U.S. voters disgusted with our president may look wistfully to Canada. The parliamentary confidence votes and relatively sudden swapping of those in power can seem attractive to us.
Already, journalists are promising the collapse of the Liberal coalition government today, "plunging the nation into a nasty, nippy Christmas campaign just 17 months after the last vote." This report from Sun Media notes a non-confidence motion coming to the table at 6:45 p.m.
Liberals are up against an itchy set of Tories, New Democrats and Bloc Québecois. The Conservatives are as eager as our Republicans to show everyone that only they know the truth. The others want more of their issues up front.
New Democratic Party (NDP) Leader Jack Layton put the pending vote in his own subtle terms. "(W)e'll embark on a winter election because these arrogant Liberals refuse to compromise."
Both sides want to stress that the other is out of touch with Canadians. Tories and their lampreys will speak of tax cuts and crime, and Tories in particularly will play the same-sex-marriage card again and again. Liberals will parade their achievements, which as Prime Minister Paul Martin puts it, includes taking the nation from "pauper to powerhouse." Liberals too will play the out-of-touch card, noting that most Canadians favor same-sex marriage and strongly support the Charter of Rights and Freedoms.

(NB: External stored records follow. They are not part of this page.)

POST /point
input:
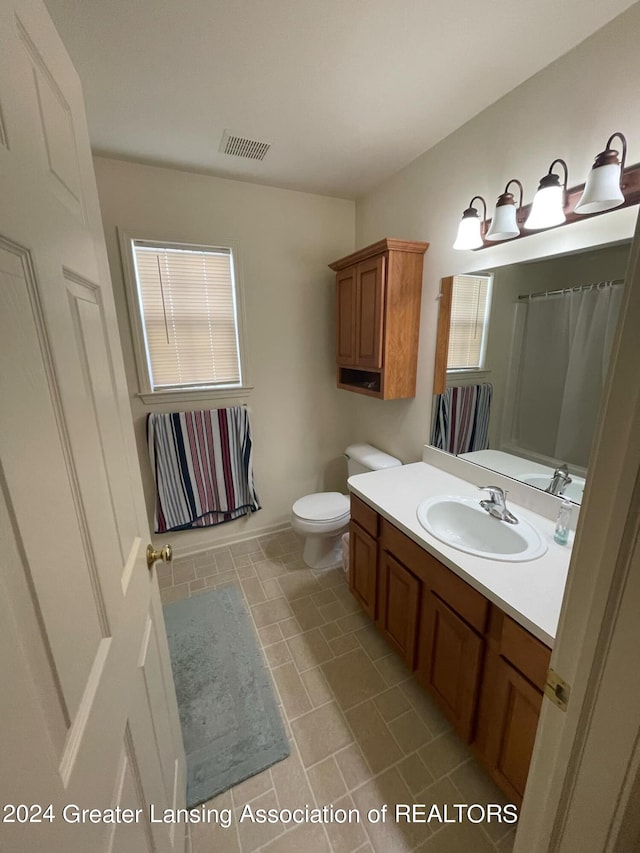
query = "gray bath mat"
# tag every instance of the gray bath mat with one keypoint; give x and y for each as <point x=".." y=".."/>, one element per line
<point x="231" y="725"/>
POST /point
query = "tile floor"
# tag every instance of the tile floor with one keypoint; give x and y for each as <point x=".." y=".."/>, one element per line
<point x="362" y="730"/>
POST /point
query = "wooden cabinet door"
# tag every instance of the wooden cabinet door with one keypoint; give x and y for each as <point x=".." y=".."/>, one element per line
<point x="346" y="309"/>
<point x="514" y="711"/>
<point x="370" y="312"/>
<point x="363" y="559"/>
<point x="450" y="662"/>
<point x="398" y="606"/>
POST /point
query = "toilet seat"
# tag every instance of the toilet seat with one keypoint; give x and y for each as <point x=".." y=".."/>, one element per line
<point x="322" y="508"/>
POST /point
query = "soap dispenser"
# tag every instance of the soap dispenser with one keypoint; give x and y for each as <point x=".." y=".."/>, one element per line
<point x="561" y="536"/>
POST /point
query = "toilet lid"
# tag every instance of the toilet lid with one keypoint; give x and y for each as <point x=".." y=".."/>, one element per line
<point x="323" y="506"/>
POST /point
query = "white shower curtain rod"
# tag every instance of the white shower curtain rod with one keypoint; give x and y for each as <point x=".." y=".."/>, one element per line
<point x="571" y="289"/>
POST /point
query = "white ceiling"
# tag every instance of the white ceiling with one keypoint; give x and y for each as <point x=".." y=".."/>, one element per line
<point x="346" y="91"/>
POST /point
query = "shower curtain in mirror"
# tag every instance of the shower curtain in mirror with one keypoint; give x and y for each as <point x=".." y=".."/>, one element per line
<point x="562" y="345"/>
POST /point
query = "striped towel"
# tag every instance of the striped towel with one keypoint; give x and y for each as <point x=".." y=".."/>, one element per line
<point x="201" y="462"/>
<point x="462" y="418"/>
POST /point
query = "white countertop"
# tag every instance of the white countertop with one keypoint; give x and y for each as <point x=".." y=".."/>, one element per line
<point x="530" y="592"/>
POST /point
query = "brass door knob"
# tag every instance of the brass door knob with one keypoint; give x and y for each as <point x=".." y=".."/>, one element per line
<point x="165" y="554"/>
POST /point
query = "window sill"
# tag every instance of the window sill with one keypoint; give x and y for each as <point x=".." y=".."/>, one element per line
<point x="194" y="394"/>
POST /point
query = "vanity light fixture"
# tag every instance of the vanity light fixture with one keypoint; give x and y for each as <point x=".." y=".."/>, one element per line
<point x="470" y="230"/>
<point x="602" y="189"/>
<point x="504" y="225"/>
<point x="547" y="208"/>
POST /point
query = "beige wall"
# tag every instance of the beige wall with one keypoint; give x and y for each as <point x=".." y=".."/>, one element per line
<point x="284" y="240"/>
<point x="568" y="110"/>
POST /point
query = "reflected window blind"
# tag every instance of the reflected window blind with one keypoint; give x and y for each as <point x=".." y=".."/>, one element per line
<point x="188" y="305"/>
<point x="469" y="321"/>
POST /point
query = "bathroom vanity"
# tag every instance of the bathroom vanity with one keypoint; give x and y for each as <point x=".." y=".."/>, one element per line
<point x="478" y="633"/>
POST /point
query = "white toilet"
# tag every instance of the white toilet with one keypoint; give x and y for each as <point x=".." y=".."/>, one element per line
<point x="323" y="517"/>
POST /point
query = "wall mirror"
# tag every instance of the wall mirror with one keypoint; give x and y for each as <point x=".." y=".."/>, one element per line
<point x="521" y="363"/>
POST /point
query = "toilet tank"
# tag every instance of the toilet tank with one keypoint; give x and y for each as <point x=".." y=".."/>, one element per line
<point x="364" y="457"/>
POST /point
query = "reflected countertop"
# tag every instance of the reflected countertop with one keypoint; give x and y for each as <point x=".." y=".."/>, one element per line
<point x="530" y="592"/>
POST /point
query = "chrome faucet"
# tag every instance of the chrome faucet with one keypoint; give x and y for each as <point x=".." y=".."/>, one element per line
<point x="496" y="504"/>
<point x="559" y="481"/>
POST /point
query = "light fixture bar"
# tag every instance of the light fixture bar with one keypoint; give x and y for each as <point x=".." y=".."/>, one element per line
<point x="630" y="187"/>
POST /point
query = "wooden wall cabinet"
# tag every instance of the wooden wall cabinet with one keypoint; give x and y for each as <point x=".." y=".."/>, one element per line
<point x="378" y="293"/>
<point x="485" y="671"/>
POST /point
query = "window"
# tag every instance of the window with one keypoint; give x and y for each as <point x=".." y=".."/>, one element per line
<point x="186" y="304"/>
<point x="470" y="305"/>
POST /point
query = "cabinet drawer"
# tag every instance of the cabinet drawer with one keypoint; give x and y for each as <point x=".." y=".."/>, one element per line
<point x="405" y="549"/>
<point x="524" y="651"/>
<point x="468" y="603"/>
<point x="366" y="517"/>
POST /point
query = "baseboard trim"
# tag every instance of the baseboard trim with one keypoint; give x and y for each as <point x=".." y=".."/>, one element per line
<point x="181" y="552"/>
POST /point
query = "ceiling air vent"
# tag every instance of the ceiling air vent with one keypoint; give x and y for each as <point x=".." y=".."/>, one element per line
<point x="240" y="146"/>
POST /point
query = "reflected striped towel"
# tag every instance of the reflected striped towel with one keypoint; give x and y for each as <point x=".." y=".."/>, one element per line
<point x="462" y="418"/>
<point x="201" y="462"/>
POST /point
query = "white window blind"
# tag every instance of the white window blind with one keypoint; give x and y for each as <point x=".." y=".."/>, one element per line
<point x="469" y="321"/>
<point x="188" y="305"/>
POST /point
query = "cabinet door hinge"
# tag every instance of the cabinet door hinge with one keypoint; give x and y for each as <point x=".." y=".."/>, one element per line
<point x="557" y="690"/>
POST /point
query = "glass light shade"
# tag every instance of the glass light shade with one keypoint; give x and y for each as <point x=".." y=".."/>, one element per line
<point x="546" y="209"/>
<point x="503" y="225"/>
<point x="602" y="190"/>
<point x="469" y="234"/>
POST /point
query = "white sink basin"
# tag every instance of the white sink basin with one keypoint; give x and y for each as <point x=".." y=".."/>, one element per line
<point x="573" y="492"/>
<point x="463" y="524"/>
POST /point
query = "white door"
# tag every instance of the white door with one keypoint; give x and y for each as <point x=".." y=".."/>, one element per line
<point x="87" y="704"/>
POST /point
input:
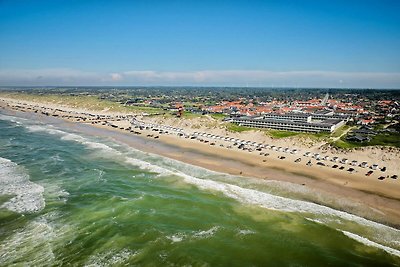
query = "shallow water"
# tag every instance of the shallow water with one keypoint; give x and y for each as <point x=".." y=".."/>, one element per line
<point x="71" y="199"/>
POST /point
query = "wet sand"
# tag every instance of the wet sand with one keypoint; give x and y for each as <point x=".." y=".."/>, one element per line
<point x="355" y="193"/>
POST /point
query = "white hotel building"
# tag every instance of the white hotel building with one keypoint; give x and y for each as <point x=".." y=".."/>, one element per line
<point x="292" y="122"/>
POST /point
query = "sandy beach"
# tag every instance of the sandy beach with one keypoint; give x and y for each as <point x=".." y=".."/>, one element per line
<point x="173" y="138"/>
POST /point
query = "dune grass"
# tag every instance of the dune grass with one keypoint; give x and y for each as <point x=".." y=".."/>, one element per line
<point x="82" y="102"/>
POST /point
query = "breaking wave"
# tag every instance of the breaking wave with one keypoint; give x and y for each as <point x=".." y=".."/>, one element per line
<point x="27" y="196"/>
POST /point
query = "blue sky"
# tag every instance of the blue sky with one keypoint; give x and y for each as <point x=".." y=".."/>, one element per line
<point x="231" y="43"/>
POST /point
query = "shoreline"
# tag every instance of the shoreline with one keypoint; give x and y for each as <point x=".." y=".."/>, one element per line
<point x="381" y="197"/>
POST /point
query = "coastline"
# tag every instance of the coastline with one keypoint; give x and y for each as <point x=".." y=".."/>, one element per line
<point x="382" y="197"/>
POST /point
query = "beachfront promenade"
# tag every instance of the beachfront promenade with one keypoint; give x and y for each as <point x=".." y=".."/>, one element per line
<point x="130" y="124"/>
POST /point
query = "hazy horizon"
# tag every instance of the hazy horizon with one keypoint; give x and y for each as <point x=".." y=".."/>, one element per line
<point x="340" y="44"/>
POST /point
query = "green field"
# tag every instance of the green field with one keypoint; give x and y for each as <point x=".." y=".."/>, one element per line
<point x="82" y="101"/>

Whether the Tories can carry anyone else into their fetid anti-SSM stew as part of this remains to be seen.
In the eight to ten weeks before the election, the opposition gets to do an ethics dance. Some Liberals were mired in bribery and money scandals. Former NDP Leader Ed Broadbent said, "As far as you can quantify these things, I would guess somewhere about a third to a half of the campaign" will concentrate on ethics.